Differential privacy allows the Census Bureau to mathematically balance between privacy and data utility. By examining how much risk there is of reconstructing identifying information from a particular census statistical table, the Census Bureau can ensure a certain degree of confidentiality by inserting noise in strategic places. Previous disclosure avoidance systems could not withstand the risks brought on by the increase in commercial data from data-centric technologies.

Every 10 years, the Census Bureau conducts the census, and the resulting data and statistical tables support the appointment of the House of Representatives, the allocation of federal tax dollars, and the redistricting within each state, as well as social science research and local policy making. Since this data plays such a vital role in our democracy, used by government, academia, and civil society among others, it is important that people trust the data. As the paper explains, the introduction of differential privacy has surfaced a range of anxieties about how the data products will be produced for 2020.
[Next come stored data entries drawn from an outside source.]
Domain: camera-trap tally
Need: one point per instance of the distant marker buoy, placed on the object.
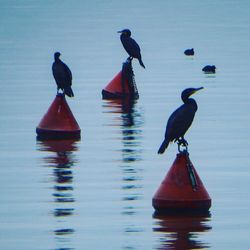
(122, 85)
(182, 189)
(58, 122)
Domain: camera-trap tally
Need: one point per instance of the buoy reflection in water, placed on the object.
(62, 161)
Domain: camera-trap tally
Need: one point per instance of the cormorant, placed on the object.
(189, 52)
(130, 45)
(180, 120)
(209, 69)
(62, 75)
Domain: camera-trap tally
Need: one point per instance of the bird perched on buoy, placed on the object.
(180, 120)
(131, 46)
(62, 75)
(209, 69)
(189, 52)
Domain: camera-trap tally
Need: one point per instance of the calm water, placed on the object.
(96, 193)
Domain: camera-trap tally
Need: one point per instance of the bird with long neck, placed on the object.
(131, 46)
(62, 75)
(180, 120)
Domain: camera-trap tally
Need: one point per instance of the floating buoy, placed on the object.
(189, 52)
(122, 85)
(182, 189)
(58, 122)
(208, 69)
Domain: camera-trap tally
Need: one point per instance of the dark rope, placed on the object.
(128, 78)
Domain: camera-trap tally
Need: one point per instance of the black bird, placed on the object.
(209, 69)
(189, 52)
(62, 75)
(180, 120)
(130, 45)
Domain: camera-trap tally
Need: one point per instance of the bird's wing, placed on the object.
(179, 122)
(132, 47)
(67, 72)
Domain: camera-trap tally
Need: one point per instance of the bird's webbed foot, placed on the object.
(182, 143)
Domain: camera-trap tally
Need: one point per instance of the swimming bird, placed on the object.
(130, 45)
(209, 69)
(180, 120)
(189, 52)
(62, 75)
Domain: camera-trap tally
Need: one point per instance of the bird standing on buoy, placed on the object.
(62, 75)
(131, 46)
(180, 120)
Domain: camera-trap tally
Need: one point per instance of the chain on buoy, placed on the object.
(122, 85)
(182, 189)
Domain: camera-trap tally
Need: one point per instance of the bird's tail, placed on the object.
(163, 147)
(141, 63)
(68, 91)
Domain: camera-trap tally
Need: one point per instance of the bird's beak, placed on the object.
(199, 89)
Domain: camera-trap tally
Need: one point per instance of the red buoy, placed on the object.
(182, 189)
(58, 122)
(122, 85)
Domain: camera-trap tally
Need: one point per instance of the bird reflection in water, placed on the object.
(180, 232)
(130, 123)
(61, 161)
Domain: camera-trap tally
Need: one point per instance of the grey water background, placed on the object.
(96, 193)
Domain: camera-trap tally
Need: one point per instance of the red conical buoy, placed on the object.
(182, 189)
(58, 122)
(122, 85)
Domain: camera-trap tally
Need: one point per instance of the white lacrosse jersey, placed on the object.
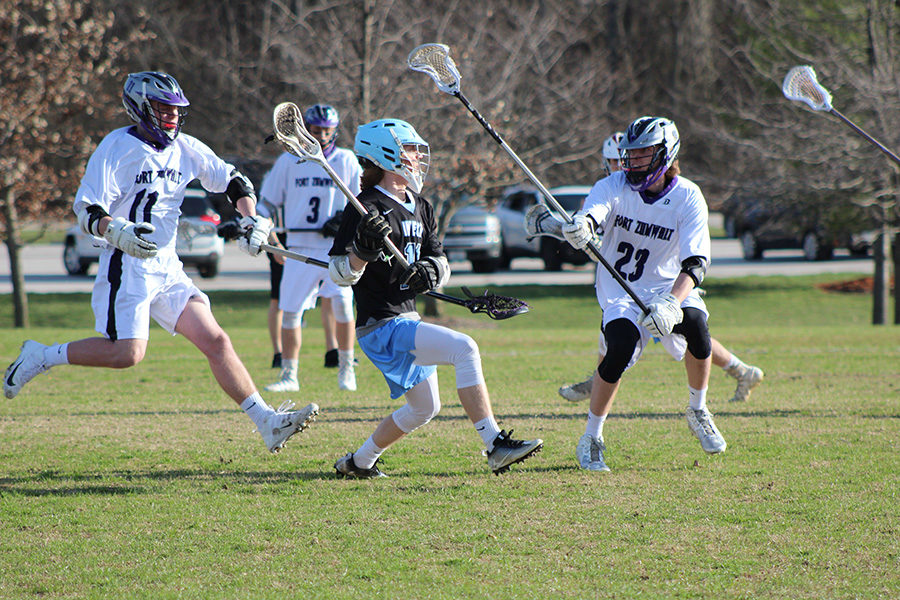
(307, 196)
(646, 242)
(130, 178)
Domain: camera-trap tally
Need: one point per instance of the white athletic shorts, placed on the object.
(675, 345)
(302, 283)
(128, 291)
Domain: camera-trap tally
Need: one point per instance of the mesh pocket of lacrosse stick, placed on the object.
(496, 307)
(434, 60)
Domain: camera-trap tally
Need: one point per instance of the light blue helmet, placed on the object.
(382, 142)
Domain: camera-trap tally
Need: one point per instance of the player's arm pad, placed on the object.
(443, 269)
(89, 219)
(238, 187)
(695, 267)
(341, 272)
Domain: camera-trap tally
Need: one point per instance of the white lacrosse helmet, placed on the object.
(382, 142)
(647, 132)
(140, 89)
(611, 151)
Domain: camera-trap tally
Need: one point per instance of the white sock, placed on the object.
(698, 398)
(367, 454)
(595, 425)
(257, 409)
(488, 429)
(57, 354)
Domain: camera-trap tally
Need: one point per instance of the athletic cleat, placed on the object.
(281, 424)
(589, 452)
(287, 382)
(347, 378)
(702, 426)
(508, 451)
(748, 378)
(347, 468)
(578, 391)
(29, 363)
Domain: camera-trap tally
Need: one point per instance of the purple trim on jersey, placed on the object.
(114, 277)
(647, 198)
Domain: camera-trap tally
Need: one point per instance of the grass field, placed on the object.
(151, 483)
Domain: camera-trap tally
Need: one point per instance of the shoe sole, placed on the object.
(506, 467)
(303, 426)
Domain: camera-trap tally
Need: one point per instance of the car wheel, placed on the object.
(208, 270)
(75, 265)
(815, 249)
(550, 255)
(750, 246)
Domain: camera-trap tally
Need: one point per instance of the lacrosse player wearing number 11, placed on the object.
(130, 196)
(656, 232)
(389, 330)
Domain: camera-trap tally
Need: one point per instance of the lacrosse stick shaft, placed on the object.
(860, 131)
(594, 250)
(321, 263)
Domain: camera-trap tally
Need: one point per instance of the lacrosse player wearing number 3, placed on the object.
(131, 196)
(389, 330)
(656, 233)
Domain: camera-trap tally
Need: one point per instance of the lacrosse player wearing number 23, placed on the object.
(390, 332)
(130, 196)
(656, 234)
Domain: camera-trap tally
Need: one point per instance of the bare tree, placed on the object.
(55, 59)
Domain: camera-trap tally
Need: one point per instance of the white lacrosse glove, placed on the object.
(579, 232)
(256, 231)
(665, 314)
(126, 236)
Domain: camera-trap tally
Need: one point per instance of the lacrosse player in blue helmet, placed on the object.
(655, 230)
(389, 330)
(130, 198)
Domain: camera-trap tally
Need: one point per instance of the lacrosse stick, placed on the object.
(496, 307)
(295, 139)
(801, 85)
(434, 60)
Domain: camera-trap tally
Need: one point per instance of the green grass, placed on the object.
(149, 482)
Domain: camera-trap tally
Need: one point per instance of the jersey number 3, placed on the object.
(640, 259)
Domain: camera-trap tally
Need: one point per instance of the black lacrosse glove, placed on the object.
(331, 226)
(370, 233)
(421, 276)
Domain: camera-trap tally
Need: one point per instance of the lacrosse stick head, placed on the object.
(434, 60)
(801, 85)
(496, 307)
(290, 132)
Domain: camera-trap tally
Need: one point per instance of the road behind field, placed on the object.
(44, 272)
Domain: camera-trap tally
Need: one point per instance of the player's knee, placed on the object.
(695, 330)
(410, 417)
(291, 320)
(621, 337)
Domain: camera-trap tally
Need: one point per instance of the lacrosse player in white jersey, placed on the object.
(312, 206)
(656, 234)
(391, 333)
(747, 376)
(130, 196)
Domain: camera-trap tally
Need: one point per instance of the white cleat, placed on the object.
(347, 377)
(287, 382)
(578, 391)
(589, 452)
(29, 364)
(702, 426)
(282, 424)
(748, 378)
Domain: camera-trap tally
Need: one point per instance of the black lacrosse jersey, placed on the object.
(378, 293)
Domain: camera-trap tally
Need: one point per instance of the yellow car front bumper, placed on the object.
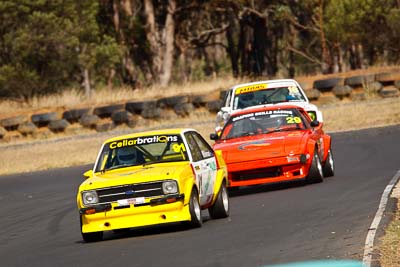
(116, 217)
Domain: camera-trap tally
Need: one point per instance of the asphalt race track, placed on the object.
(39, 223)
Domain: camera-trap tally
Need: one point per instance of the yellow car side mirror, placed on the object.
(88, 174)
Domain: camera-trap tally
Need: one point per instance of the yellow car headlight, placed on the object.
(170, 187)
(90, 198)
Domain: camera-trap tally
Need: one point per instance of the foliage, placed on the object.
(49, 45)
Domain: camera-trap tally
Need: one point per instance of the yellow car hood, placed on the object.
(136, 174)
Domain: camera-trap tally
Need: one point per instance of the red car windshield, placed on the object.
(263, 122)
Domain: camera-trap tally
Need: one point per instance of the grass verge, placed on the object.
(389, 248)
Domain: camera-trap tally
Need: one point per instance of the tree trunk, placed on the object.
(153, 38)
(86, 83)
(232, 49)
(326, 62)
(169, 45)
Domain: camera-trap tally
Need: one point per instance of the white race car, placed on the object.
(270, 92)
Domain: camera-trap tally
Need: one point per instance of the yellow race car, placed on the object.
(152, 178)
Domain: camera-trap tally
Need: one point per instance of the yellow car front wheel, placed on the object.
(220, 209)
(194, 208)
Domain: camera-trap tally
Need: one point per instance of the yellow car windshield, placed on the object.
(141, 151)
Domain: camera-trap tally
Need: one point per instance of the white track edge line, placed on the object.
(369, 241)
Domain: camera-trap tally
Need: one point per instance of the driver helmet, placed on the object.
(127, 155)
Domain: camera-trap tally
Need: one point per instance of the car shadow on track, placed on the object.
(155, 230)
(254, 189)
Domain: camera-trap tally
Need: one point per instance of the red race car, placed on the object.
(274, 144)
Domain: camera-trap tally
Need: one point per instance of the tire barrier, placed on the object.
(306, 86)
(214, 106)
(106, 111)
(184, 109)
(354, 81)
(43, 119)
(389, 91)
(140, 113)
(121, 116)
(89, 121)
(104, 126)
(11, 124)
(387, 77)
(137, 107)
(27, 128)
(358, 96)
(74, 115)
(151, 113)
(203, 99)
(326, 85)
(373, 87)
(172, 101)
(342, 91)
(58, 125)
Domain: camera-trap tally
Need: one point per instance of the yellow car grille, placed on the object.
(112, 194)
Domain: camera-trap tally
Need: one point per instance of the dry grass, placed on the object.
(75, 98)
(55, 153)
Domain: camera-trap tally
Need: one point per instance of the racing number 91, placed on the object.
(293, 120)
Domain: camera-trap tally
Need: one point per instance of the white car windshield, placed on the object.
(267, 96)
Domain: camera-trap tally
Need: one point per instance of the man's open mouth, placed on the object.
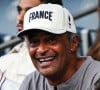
(46, 59)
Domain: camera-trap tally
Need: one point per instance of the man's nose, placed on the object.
(42, 49)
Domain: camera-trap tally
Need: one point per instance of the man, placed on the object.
(52, 42)
(17, 64)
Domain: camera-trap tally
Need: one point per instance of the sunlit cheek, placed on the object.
(31, 51)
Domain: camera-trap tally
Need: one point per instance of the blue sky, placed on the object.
(8, 14)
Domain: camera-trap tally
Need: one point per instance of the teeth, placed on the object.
(46, 59)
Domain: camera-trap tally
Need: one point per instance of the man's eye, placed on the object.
(33, 43)
(52, 40)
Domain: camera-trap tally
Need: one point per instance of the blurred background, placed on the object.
(84, 12)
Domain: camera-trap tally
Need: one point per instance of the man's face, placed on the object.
(50, 53)
(22, 7)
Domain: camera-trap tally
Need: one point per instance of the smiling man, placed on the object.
(17, 64)
(52, 46)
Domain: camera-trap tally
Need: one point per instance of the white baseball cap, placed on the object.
(52, 18)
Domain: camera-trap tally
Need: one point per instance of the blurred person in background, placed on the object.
(97, 85)
(17, 64)
(94, 50)
(6, 84)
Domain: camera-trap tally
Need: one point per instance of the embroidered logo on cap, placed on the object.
(40, 15)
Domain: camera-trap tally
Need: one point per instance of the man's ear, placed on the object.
(74, 43)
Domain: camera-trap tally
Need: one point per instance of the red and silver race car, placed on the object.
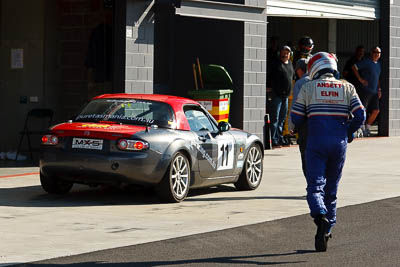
(167, 142)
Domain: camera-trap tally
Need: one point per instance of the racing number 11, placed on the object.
(225, 154)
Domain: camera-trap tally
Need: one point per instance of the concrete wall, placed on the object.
(22, 26)
(390, 33)
(255, 74)
(139, 48)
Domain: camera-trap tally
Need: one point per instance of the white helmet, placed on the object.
(321, 61)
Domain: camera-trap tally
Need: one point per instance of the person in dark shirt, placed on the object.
(279, 83)
(348, 73)
(272, 51)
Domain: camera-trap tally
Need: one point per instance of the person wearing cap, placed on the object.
(305, 46)
(301, 71)
(368, 72)
(279, 83)
(333, 112)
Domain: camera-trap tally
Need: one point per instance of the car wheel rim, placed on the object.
(180, 176)
(254, 166)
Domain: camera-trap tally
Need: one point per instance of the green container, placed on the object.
(216, 94)
(217, 102)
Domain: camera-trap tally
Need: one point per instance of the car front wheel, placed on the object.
(175, 185)
(54, 186)
(251, 176)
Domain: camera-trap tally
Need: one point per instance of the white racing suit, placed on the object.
(333, 112)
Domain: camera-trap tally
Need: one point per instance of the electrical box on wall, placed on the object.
(23, 99)
(33, 99)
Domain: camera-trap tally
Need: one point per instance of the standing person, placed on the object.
(367, 72)
(348, 73)
(304, 49)
(272, 51)
(301, 71)
(328, 104)
(279, 83)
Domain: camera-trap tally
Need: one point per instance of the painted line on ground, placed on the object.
(18, 175)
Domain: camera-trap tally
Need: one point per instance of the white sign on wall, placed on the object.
(17, 58)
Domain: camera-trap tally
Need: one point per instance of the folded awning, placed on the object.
(219, 10)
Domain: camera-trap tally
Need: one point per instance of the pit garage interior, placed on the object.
(44, 46)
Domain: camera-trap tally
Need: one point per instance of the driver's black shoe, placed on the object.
(322, 236)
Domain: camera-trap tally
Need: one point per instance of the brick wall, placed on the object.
(255, 54)
(139, 48)
(76, 20)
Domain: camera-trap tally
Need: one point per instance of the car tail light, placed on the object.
(49, 139)
(125, 144)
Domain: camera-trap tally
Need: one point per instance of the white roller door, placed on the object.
(338, 9)
(219, 10)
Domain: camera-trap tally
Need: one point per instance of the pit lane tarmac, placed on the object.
(37, 226)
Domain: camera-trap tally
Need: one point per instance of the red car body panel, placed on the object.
(175, 102)
(96, 130)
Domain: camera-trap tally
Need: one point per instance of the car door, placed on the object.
(215, 151)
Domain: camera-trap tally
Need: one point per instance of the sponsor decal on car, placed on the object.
(84, 143)
(95, 126)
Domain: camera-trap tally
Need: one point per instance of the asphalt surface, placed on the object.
(214, 226)
(366, 235)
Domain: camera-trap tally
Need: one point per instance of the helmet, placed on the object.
(320, 63)
(306, 45)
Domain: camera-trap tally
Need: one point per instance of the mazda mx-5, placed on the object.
(170, 143)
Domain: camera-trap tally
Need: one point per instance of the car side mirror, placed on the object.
(224, 126)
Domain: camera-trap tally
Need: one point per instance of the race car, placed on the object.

With useful insights for academics, civil society, data users, and anyone concerned about their privacy in the 2020 census, boyd uses this living document to clarify the motivations, risks, and unknowns surrounding differential privacy. She calls for communication, collaboration, and understanding between all parties tackling the trade-offs between confidentiality and accuracy.

Key messages:

  • Trust of census data is vital to “democracy, resource allocation, justice, and research.”
  • Differential privacy is a mathematical definition of privacy. The Census Bureau’s disclosure avoidance system for 2020 is based on differential privacy and creates the opportunity to balance between the utility of the data and the risk to confidentiality.
  • New advanced computing technologies and commercial data collection have made it easier to reidentify individuals from census statistical tables, creating a need for a new type of privacy security.
  • Data users and the Census Bureau’s disclosure avoidance team have struggled to communicate with each other and find common ground for balancing the need for accurate data with the need for privacy.
  • Protecting confidentiality is essential for counting hard-to-reach populations.